Seoul American - from D-I to no football in a season
By DAVE ORNAUER | STARS AND STRIPES Published: September 2, 2018
Seoul American won’t have a football team for the first time in school history. Robert D. Edgren will, but the Eagles won’t take the field until Oct. 6. And after only a week back at Division I, Yokota returns to the small-schools pool where it played the last three seasons.
That’s the outcome for three programs after a week of discussion between directors and administrators DODEA’s Japan and Korea districts, as confirmed by DODEA-Pacific officials on Okinawa late Friday.
The Falcons and Eagles entered last week well short of their respective districts’ set minimum of players needed to field a team, 18, and while Edgren was successful in recruiting, Seoul American fell well short, with just six players by week’s end.
“I’m a bit disappointed,” said Reggie Meno, who was entering his second year as Falcons coach. “In all my years of playing and coaching, I’ve never been to a school that didn’t have a program.”
Meno said he did “everything he could” to try to recruit players, but the drop in enrollment at Seoul – from 392 last August to 160 last week – and changes in interests among youngsters contributed to the dropoff. “There just seems to be no interest at all here,” Meno said.
“I was really looking forward to it (but) it is what it is,” said sophomore Karsten Brown, one of three players who would have returned from last season. He plans to play volleyball now.
Brown, too, tried to recruit players and was told “they didn’t really like football or they were too scared to get hit.”
Seoul American dominated the early days of the Far East playoffs that began in 2005. The Falcons won Far East Division I titles in 2006 and 2008 and were to play at Division II for the first time this season.
Edgren ruled the D-II roost in the playoff’s early days, winning in 2006-08 after reaching the 2005 final.
The Eagles began last week with just 12 players but found enough to field a team, thanks to in-school recruiting and community activism.
They’ll play a limited four-game slate this season and will be eligible for the D-II title, DODEA officials said.
“It looks like we’re back on,” Eagles coach Jeremy Sanders said.
However, Edgren won’t take the field until Oct. 6, when the Eagles host Daegu. Aside from the new players not having the required 10 practices, many have never played football before, school and team officials said.
“Until we’re actually back on the field, we can’t afford to lose any bodies,” Sanders said.
Another team short on players, Yokota, began workouts on Aug. 13 intending to play a Division I schedule, which it did until the 2014 season.
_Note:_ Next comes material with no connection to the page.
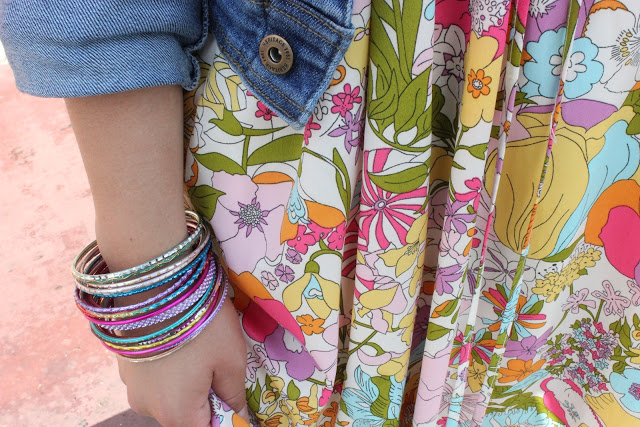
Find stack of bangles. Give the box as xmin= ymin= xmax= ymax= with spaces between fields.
xmin=72 ymin=211 xmax=228 ymax=361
The Panthers won D-I titles in 2011-12, but a drop in enrollment relegated Yokota to D-II starting in November 2014.
The Panthers will play the most games among DODEA-Pacific teams. DODEA officials said they would play a full D-I schedule to avoid having to completely redo the large-school slate, but would also play all Japan D-II schools and be eligible to play for the small-schools title.
While Yokota has the biggest and Edgren the smallest schedules, Osan and Daegu in Korea each have five games on their docket.
The Cougars, who played a non-varsity slate a year ago, will face Daegu twice, travel to Matthew C. Perry and play a Humphreys junior varsity squad twice. Because they’re facing Daegu twice, the Cougars are eligible for the D-II title for the first time since 2014.
Osan athletics and administration said they were also seeking a game late in the season against Singapore American and hoping Daegu could also play. It would give the Cougars and Warriors six games each. Only preliminary discussions have been held at this point.